What I mean by reworking all your current assets are two specific activities. One look at all your “no decision” opportunities over the las 12 months. Opportunities that went into your pipeline, or sales process, progressed but died before coming out the other end as customers. These are not opportunities that bought from someone else, but that tested the market, then went back to the sideline having changed or done anything. In some instances this group could exceed 30% of things that go into the top of the pipe. They know you, you know them, things have changes, they may be more ready now, it certainly is worth a call. Even if they don’t re-engage now, they are likely starting the planning cycle for 2016; early bird is a good thing to be.
The other method is to crank up your referral efforts, both in your client base and, your indirect network, and your Referral 2.0 network. While I still believe in cold calling, referrals are nice too.
But you will also need to go beyond the comfort zone, and that’s where cold calling will come in. Specifically in two directions, first looking for opportunities that have a reasonable chance of closing this year. This does not have to be the proverbial lower hanging fruit, but could smaller deals for example. This may mean having more of these to sell, but that could not only mean shorter cycles, but also provide an initial entry point to accounts. The idea is to both salvage the year, and set yourself up for future growth.
Second, much like the successful group above, start hunting for things that will close next year, and close early.
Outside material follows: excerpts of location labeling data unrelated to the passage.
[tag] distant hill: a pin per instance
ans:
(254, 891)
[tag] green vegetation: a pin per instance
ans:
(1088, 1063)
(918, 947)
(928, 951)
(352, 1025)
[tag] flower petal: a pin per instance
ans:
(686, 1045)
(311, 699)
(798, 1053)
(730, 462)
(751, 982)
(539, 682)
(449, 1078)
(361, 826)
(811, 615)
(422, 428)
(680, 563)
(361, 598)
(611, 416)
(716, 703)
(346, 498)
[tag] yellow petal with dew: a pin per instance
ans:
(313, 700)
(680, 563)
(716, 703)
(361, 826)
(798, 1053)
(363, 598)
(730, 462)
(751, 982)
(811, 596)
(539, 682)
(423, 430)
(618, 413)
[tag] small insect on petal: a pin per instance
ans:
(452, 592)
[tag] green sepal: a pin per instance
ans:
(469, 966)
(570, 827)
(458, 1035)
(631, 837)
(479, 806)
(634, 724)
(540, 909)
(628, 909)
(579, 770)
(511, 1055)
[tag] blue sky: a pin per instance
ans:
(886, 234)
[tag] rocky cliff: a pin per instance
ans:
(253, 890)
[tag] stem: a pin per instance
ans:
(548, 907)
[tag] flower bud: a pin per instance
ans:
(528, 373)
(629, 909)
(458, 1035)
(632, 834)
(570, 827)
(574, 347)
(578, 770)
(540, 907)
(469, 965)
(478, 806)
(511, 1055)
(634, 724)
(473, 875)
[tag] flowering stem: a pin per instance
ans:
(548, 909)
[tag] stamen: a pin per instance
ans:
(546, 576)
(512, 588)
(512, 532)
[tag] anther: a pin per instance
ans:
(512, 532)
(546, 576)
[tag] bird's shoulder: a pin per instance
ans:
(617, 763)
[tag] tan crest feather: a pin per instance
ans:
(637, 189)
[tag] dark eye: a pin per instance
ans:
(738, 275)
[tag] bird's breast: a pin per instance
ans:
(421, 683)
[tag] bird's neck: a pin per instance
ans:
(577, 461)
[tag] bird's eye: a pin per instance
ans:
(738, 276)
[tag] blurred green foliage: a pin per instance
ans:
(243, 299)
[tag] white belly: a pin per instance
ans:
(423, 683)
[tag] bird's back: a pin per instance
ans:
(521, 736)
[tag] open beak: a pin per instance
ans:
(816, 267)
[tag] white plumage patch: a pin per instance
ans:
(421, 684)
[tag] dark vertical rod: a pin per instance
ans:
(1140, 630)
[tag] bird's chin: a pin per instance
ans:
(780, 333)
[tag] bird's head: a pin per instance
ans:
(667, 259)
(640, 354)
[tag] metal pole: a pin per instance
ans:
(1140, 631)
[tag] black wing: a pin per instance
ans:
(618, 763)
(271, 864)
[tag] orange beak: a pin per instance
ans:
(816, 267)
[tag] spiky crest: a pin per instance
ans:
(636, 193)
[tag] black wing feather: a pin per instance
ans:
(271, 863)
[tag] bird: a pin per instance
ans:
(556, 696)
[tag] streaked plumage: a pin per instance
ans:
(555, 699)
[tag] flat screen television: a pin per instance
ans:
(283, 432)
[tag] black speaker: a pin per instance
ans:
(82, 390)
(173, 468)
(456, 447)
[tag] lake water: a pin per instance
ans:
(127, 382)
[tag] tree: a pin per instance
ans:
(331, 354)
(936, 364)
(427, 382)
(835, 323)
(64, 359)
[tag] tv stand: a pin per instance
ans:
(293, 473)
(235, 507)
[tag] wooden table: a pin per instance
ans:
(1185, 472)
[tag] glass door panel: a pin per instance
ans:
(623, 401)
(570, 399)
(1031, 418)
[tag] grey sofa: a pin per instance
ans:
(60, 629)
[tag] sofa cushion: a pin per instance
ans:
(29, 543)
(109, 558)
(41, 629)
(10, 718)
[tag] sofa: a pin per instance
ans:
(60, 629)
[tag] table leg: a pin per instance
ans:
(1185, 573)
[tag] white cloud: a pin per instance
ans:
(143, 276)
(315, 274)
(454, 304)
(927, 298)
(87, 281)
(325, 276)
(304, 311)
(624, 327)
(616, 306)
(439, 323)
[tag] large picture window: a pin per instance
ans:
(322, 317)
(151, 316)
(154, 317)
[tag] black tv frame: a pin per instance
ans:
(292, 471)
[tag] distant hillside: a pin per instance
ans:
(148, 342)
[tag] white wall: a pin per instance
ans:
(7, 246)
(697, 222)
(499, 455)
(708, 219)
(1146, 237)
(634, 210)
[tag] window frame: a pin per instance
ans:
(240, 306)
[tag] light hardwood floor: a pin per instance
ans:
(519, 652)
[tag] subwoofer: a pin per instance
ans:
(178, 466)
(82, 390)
A challenge many sales people have is the start of year lull, often because they spend a disproportionate time “closing” late in the year. They return in the New Year only to find a neglected pipeline that takes time to build up and get back in shape. This can easily be avoided by starting early, starting now. Think of it as a variation to the above scenario, except in this instance we seed now, harvest in January. To avoid this, but you have to start now. I always find it interesting that prospects are able to hold
Look at it this way, at least if you miss quota this year, you will have given your employer a reason to keep you around for next year.